In the late 1970s the ISI created a task force on teaching statistics at school level
(Gani, 1979), which published a report, Teaching Statistics in Schools throughout the
World (Barnett, 1982). This report surveyed how and where statistics was being taught,
with the aim of making suggestions as to how to improve and expand the teaching of this
important subject. Although there seemed to be an interest in many countries in including
statistics in the K–12 curriculum, this report illustrated a lack of coordinated efforts,
appropriate instructional materials, and adequate teacher training.
By the 1980s the message was strong and clear: Statistics needed to be
incorporated in pre-college education and needed to be improved at the postsecondary
level. Conferences on teaching statistics began to be offered, and a growing group of
educators began to focus their efforts and scholarship on improving statistics education.
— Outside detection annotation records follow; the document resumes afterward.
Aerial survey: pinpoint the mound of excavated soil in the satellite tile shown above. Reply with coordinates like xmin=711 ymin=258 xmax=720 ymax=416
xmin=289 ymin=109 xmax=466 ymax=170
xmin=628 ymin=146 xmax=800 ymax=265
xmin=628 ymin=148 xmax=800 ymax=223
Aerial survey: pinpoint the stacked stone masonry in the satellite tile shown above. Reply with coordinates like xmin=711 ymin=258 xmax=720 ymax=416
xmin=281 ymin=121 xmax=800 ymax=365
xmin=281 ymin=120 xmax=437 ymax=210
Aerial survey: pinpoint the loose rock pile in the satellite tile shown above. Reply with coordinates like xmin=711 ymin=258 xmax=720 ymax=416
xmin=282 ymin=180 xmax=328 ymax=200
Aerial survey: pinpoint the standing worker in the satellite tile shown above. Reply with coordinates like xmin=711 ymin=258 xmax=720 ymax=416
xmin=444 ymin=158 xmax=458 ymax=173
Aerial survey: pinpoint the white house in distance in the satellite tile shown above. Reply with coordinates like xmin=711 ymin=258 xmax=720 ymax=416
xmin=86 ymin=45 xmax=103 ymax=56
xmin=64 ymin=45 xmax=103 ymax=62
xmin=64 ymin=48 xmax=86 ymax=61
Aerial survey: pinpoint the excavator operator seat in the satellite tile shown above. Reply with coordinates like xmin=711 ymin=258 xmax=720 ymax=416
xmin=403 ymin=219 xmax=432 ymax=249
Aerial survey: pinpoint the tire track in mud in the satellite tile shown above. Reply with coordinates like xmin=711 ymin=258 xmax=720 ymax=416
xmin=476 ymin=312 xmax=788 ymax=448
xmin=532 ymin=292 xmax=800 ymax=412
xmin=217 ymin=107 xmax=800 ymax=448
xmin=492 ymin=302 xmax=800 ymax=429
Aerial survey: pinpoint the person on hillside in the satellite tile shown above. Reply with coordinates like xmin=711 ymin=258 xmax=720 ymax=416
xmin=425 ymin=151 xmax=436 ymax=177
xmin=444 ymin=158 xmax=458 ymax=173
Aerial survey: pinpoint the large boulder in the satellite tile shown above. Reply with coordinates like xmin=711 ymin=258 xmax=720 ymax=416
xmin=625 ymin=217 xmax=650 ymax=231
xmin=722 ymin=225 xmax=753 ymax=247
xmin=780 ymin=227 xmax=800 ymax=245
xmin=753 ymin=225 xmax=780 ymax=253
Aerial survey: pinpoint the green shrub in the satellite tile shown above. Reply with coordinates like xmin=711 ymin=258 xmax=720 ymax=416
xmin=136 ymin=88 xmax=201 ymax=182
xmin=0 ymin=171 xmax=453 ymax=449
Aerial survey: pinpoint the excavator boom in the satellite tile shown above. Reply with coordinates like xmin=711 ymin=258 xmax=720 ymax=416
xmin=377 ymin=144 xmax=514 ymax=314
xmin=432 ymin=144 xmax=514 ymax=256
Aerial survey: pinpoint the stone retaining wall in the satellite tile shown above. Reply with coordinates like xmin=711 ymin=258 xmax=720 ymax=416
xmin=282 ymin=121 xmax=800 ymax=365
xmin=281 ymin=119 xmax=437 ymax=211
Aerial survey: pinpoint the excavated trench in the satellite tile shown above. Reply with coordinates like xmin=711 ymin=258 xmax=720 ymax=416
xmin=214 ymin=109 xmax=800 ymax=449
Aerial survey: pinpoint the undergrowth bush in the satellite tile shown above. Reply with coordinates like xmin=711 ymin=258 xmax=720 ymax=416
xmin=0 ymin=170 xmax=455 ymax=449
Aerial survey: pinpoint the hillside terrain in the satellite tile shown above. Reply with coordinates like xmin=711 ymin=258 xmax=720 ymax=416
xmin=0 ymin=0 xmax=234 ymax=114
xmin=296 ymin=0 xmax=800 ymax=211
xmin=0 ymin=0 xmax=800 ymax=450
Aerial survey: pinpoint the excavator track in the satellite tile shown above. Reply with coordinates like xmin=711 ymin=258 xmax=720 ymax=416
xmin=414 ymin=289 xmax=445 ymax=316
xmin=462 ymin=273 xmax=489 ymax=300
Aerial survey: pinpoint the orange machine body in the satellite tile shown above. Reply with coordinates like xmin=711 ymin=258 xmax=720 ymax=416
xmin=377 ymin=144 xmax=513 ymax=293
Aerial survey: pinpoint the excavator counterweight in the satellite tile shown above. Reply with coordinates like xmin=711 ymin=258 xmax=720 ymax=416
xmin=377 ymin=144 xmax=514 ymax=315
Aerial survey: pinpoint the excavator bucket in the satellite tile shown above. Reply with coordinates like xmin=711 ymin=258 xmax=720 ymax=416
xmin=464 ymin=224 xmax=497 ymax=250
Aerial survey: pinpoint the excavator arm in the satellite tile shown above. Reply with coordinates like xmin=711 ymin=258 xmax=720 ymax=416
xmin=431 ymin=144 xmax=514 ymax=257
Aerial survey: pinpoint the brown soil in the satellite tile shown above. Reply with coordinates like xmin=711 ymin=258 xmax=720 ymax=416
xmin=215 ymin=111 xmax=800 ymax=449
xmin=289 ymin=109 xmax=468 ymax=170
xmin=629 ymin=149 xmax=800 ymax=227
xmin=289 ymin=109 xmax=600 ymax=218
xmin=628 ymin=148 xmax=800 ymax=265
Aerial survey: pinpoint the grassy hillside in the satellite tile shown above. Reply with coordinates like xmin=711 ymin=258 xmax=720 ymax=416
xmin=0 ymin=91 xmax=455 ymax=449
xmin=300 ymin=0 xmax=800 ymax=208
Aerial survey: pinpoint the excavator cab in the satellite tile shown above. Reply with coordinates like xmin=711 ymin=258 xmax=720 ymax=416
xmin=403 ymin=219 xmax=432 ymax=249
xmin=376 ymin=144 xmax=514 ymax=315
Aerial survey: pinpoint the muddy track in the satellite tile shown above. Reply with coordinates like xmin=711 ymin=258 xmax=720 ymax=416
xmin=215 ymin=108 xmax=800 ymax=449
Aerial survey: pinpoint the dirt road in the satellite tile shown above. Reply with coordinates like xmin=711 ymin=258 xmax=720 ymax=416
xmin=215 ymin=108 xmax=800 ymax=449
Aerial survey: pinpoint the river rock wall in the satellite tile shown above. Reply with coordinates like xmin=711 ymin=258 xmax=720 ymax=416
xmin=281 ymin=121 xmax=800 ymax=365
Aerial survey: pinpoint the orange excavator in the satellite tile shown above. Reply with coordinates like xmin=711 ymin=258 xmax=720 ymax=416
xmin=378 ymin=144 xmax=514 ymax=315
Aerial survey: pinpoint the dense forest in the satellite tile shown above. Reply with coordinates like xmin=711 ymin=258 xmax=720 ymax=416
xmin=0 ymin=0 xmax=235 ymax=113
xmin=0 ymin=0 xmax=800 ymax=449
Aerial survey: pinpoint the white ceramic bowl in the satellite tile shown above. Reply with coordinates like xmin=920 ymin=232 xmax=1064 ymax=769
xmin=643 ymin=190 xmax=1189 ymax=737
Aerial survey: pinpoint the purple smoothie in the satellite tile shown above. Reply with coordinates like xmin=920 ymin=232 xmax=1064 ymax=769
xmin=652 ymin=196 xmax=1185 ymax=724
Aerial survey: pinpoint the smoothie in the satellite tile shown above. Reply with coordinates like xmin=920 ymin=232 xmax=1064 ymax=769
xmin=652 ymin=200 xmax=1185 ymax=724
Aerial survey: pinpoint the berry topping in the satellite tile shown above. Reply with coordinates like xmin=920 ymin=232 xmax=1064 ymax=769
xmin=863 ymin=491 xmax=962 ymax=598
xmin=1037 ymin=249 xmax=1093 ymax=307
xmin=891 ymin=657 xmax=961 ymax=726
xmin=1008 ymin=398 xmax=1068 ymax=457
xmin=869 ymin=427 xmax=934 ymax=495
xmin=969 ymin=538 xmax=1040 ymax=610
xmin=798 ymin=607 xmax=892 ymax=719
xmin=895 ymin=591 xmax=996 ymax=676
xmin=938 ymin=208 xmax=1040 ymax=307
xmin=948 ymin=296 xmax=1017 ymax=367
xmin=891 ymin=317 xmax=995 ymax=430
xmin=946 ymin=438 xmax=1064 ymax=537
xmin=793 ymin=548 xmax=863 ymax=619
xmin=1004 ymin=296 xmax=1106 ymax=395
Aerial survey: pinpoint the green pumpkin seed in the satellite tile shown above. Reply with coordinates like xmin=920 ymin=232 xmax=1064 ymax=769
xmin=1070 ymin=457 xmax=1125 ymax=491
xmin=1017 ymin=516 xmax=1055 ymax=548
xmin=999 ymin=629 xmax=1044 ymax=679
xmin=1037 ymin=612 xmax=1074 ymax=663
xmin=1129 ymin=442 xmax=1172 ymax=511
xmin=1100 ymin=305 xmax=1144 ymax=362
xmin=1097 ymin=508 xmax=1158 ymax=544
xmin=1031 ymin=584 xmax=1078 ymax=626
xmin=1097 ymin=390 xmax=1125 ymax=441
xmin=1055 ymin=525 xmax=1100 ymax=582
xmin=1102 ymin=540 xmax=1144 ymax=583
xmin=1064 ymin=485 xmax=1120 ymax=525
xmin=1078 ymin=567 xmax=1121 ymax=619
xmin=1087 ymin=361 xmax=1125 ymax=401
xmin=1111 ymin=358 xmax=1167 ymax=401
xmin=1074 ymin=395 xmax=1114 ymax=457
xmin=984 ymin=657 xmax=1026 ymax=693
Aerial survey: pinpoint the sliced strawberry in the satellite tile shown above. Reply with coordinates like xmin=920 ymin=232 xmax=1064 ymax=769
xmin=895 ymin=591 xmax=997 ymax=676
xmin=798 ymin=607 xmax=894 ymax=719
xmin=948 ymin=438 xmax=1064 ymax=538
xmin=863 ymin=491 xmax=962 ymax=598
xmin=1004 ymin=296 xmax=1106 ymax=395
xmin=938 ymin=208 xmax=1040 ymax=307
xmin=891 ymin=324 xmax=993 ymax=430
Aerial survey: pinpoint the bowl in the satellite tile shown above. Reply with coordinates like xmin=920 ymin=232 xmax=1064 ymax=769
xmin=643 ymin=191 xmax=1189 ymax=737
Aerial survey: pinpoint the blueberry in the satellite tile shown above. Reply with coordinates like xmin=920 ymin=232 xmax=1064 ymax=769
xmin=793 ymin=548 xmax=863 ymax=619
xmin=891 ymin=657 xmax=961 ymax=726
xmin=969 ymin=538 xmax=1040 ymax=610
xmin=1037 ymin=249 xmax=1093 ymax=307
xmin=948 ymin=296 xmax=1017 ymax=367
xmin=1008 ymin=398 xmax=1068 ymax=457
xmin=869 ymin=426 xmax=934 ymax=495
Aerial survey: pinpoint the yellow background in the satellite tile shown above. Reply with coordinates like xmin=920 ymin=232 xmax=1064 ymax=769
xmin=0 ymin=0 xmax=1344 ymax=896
The first International Conference on Teaching Statistics (ICOTS) was held in 1986 and
this conference has been held in a different part of the world every four years since that
date (e.g., ICOTS-7, 2006, see http://www.maths.otago.ac.nz/icots7/icots7.php; ICOTS-8,
2010, see http://icots8.org/).
In the early 1990s a working group headed by George Cobb produced guidelines
for teaching statistics at the college level (Cobb, 1992) to be referred to as the new
guidelines for teaching introductory statistics. They included the following
recommendations: 1) emphasize statistical thinking, 2) more data and concepts, less
theory and fewer recipes, and 3) foster active learning. The three recommendations were
intended to apply quite broadly, whether or not a course had a calculus prerequisite, and
regardless of the extent to which students are expected to learn specific statistical
methods. Moore (1997) described these recommendations in terms of changes in content
(more data analysis, less probability), pedagogy (fewer lectures, more active learning),
and technology (for data analysis and simulations).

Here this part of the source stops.